# Converting Outputs to Probabilities Using the Logistic Function

We don't always have to use the softmax function to create a probability distrbution over the outputs.

A logistic function with normalization can also give us a good probability distribution from the output.

The probability distribution that can be obtained from the normalized logistic function (also called the sigmoid function) is less extreme than that of the softmax.

So, it might not work as well as a loss function, but oftentimes yields better thresholdable probabilities.

Here we compute the cross-entropy loss using the normalized sigmoid function instead of the softmax.

In [1]:
import torch
import torch.nn.functional as F

data = torch.Tensor([[6, 2, 1.9]])

weights = torch.Tensor([[1, 0],[0, 1],[0, 1]])

c = torch.mm(data, weights)
print("c1 and c2: " + str(c))

result = F.sigmoid(torch.autograd.Variable(c))
print("sigmoid: " + str(result))

# Normalize it

result = result / torch.sum(result)
print("normalized sigmoid: " + str(result))


c1 and c2: tensor([[ 6.0000,  3.9000]])
sigmoid: tensor([[ 0.9975,  0.9802]])
normalized sigmoid: tensor([[ 0.5044,  0.4956]])
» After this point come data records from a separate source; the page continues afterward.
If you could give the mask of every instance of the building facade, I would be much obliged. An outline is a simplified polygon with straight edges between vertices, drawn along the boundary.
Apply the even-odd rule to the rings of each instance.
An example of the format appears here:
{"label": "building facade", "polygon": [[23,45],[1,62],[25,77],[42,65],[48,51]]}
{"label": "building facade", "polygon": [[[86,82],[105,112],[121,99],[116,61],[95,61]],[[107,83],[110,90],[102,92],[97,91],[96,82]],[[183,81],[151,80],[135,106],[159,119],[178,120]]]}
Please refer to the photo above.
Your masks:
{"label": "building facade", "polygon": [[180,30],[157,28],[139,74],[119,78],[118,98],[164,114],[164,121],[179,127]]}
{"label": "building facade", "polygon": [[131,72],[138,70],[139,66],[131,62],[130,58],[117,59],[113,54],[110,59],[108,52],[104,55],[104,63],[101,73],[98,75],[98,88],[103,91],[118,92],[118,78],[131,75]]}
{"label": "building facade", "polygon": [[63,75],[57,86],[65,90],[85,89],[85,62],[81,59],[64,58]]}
The rest of the code remains the same as before.

In [17]:
result = torch.log(result)
print("log(sigmoid): " + str(result))

# The correct category
target = torch.LongTensor(1)
target[0] = 0 

loss = F.nll_loss(result, torch.autograd.Variable(target))
print("Loss: "+str(loss.data.item()))


log(sigmoid): Variable containing:
-0.6844 -0.7020
[torch.FloatTensor of size 1x2]

Loss: 0.6844037175178528


Compare the loss obtained using the sigmoid function with the loss from the softmax function.

In [18]:
loss = F.cross_entropy(torch.autograd.Variable(c), torch.autograd.Variable(target))
print("Loss: "+str(loss.data.item()))


Loss: 0.11551953107118607


As you can see, the loss is lower for the softmax function reflecting the higher (extreme) confidence of the classifier in the category it has correctly selected.

The confidence of the classifier and the loss are less extreme for the normalized sigmoid function, making it a rather useful function for thresholding.